I Found the Person I Was Looking For, What Now?

  • Tax assessments identify the name and residence of the taxpayer. This information can help you locate land records and census records
  • The description of the real estate, number of acres owned, types of buildings, identifiable personal property, and the farm animals can help you determine an occupation: someone living at a church is probably a minister; someone with several acres of land or many farm animals is probably a farmer; someone living on the same property as the school may be a teacher; someone living above or behind a store is probably a merchant
  • Known occupations can lead you to other types of records such as employment, school, or church records
  • Following an ancestor through the assessment rolls can help you establish a family migration pattern or identify the year an individual moved into an area or left the area
  • The assessment rolls can also indicate that an individual died. Use the last known tax year as an approximate death year. Use the death year and residence to locate death or probate records
  • It is often helpful to extract the information on all individuals with the same surname in the same general area. If the surname is uncommon, it is likely that those living in the same area were related
  • Other family members may have lived nearby so you may want to search an entire town, neighboring towns, or even a county
  • Additional searches may be needed to locate all members of a particular family in the assessment rolls

I Can't Find the Person I'm Looking For, What Now?

  • Look for variant spellings of the surnames
  • Look for an index. There are often indexes at the beginning of each volume. Local genealogical and historical societies often have indexes to local records
  • Search the indexes and records of nearby localities

General Information About These Records

Tax records are based on the property owned by people. Only the person who owned the taxable property was listed on the tax record; other residents, living on the property, were not listed.

Tax records are considered a primary source. They are usually reliable because they are kept by the county clerk in the local courthouse, who usually recorded the event at or very near the time it occurred.

The information given in town land records is generally reliable, although there may be errors made in transcribing the town’s copy from the original deed.

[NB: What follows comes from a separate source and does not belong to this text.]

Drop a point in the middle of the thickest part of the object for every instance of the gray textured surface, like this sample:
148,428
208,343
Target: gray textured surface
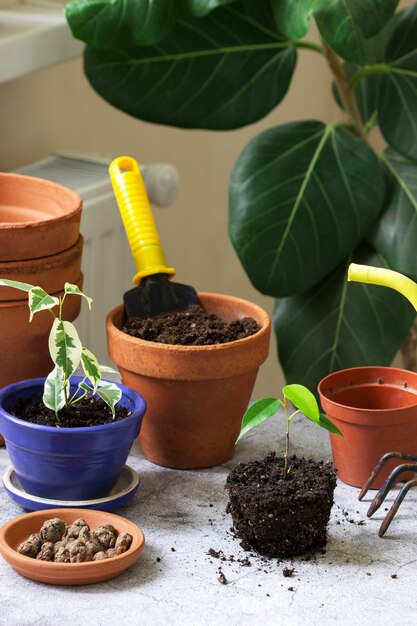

Boston Massachusetts genealogy
For a guide to these records see:
Boston Tax and Assessor's Records

Citing This Collection

Citations help you keep track of places you have searched and sources you have found. Identifying your sources helps others find the records you used.

Collection Citation

"Massachusetts, Boston Tax Records, 1822-1918." Images. FamilySearch. : 14 June 2016. City of Boston Archives, West Roxbury.

Image Citation:
When looking at an image, the citation is found on the Information tab at the bottom left of the screen.